Gledhill, Sarah Jane

Authors

Sarah Jane Gledhill



Abstract

T. S. Eliot's Unitarian family background coupled with his interest in Idealism provided him with a particular view of life which invaded his early poetry and criticism. The intellectual climate at Harvard University during Eliot's undergraduate and postgraduate causes led him to undertake a detailed study of the philosophy of F. H. Bradley for a doctoral dissertation. The work did not leave Eliot uncritical of Bradley's thought and made him question Bradley's central concept of the Absolute.

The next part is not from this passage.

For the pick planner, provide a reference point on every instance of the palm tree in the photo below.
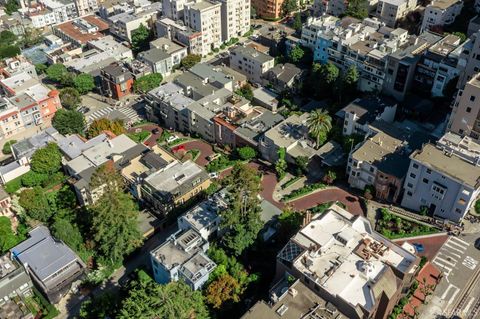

While Eliot detected certain specific limitations in Bradley's ideas, he like Bradley, found the need to assert an external reference point for understanding sense experience and thence a standpoint for criticism.
The comprehensive nature of Bradley's Absolute, as Eliot interpreted it, had close links with other poetic developments in England and Europe during the first two decades of the twentieth century. Eliot's particular interpretation of Bradley's philosophy found reinforcement in the ideas of Remy de Gourmont, James Joyce and Ezra Pound, and also in the Imagist movement. The concept of the Absolute provided Eliot with a significant creative principle and the preferences which Bradley's Idealism produced go far to explain Eliot's criticism of and dependence on the work of Matthew Arnold.
Since the background to Bradley's Absolute is theistic, the essentials of his Idealism contributed to Eliot's interest in Christianity. The change in his poetry after his acceptance into the Church of England in 1927 was marked. Moreover the aesthetic principle suggested by the Absolute is not found to be such a powerfully creative influence after Eliot became a Christian.
The development of Eliot's art may be seen as an exploration of the potential afforded by Bradley's Absolute, and a questioning of the adequacy of that concept, which inspired so mu.ch of his early work, but later could not contain the different order of experience that came from Christian belief.